John Chancellor Dead At 68 -- Journalist Spent 40 Years At NBC

PRINCETON, N.J. - John Chancellor, a pioneer of television journalism who brought forthrightness and a reassuring manner to reporting, anchoring and wide-ranging commentary, died yesterday. He was 68.

Mr. Chancellor, who underwent treatment for stomach cancer in 1994, died at his home, said NBC spokeswoman Beth Comstock. He would have been 69 tomorrow.

He spent more than 40 years at NBC, reported from more than 50 foreign countries and lived in five, with a two-year hiatus as director of the Voice of America in the 1960s. He retired in 1993.

Mr. Chancellor first came to the attention of a national TV audience in 1957 as NBC's senior correspondent covering the school-integration crisis in Little Rock, Ark.

A panelist on the 1960 televised debates between John F. Kennedy and Richard Nixon, Mr.
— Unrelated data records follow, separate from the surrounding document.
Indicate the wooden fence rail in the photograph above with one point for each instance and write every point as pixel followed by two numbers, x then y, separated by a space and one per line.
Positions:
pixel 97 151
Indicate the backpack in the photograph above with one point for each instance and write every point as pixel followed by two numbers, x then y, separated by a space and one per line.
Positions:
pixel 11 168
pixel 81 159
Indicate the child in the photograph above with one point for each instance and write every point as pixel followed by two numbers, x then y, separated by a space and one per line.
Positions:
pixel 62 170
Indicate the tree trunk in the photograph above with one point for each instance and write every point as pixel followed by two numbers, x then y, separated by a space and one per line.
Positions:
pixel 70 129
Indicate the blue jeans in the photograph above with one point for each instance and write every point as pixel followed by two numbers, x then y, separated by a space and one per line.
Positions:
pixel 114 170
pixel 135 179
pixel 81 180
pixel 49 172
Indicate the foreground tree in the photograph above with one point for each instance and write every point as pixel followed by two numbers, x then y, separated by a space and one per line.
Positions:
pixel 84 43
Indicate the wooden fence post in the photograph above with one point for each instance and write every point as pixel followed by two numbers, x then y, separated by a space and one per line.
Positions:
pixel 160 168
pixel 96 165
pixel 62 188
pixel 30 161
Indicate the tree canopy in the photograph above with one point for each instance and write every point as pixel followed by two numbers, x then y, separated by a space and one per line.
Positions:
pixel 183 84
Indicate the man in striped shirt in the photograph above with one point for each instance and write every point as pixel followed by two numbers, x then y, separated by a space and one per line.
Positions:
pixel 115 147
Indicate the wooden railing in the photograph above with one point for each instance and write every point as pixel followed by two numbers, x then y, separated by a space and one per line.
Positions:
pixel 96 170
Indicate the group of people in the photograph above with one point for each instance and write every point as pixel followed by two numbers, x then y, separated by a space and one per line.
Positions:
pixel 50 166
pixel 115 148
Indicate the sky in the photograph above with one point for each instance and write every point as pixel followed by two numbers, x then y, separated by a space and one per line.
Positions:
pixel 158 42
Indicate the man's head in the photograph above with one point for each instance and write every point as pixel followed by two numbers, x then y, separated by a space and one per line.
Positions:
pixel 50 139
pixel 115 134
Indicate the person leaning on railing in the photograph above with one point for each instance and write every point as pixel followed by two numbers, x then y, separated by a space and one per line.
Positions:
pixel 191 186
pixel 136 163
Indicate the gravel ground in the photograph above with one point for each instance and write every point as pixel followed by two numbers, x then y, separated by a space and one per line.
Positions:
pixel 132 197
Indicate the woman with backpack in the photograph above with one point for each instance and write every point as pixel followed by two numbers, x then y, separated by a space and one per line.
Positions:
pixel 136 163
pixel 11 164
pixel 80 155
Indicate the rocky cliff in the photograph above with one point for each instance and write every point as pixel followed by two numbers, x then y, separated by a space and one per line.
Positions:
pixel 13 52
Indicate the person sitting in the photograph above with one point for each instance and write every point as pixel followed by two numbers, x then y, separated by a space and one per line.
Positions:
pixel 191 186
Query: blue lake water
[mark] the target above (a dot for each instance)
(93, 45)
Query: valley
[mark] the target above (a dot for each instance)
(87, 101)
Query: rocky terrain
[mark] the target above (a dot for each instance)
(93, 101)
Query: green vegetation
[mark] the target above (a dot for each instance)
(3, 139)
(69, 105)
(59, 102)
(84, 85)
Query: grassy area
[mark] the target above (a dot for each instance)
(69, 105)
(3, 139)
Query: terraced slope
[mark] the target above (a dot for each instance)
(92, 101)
Chancellor had interviewed every U.S. president since Harry S Truman, every British prime minister since Clement Atlee and every Israeli prime minister since Golda Meier.

He was in Berlin when the Wall was built in 1961, and he was there when it was torn down in 1989.

Among his posts over the years: correspondent in Moscow, Vienna and Brussels, Belgium; "Today" show host (1961-62); and national-affairs correspondent.

In 1965, he was appointed by President Johnson to head Voice of America., the radio arm of the U.S. Information Agency. The first professional journalist to hold the post, Mr. Chancellor insisted that VOA broadcasts be solid journalism, not government propaganda.

From 1970 to 1982, he was anchorman of the "NBC Nightly News"; from then until his retirement in 1993, he did commentaries.

Covering his last political convention in 1992 - 40 years after his first - he groused that stage management and a dearth of old-fashioned politicking had made the gatherings "about as interesting as the Miss America pageant."

Mr. Chancellor's most memorable convention appearance came with the Republicans who nominated Barry Goldwater in 1964. He was arrested for blocking an aisle while interviewing someone. Television viewers watched Mr. Chancellor led out of the hall, giving play by play: "Here we go down the middle aisle. It's hard to be dignified at a time like this. I've been promised bail, ladies and gentlemen, by my office."

"This is John Chancellor, somewhere in custody."

He is survived by his wife, Barbara, and three children.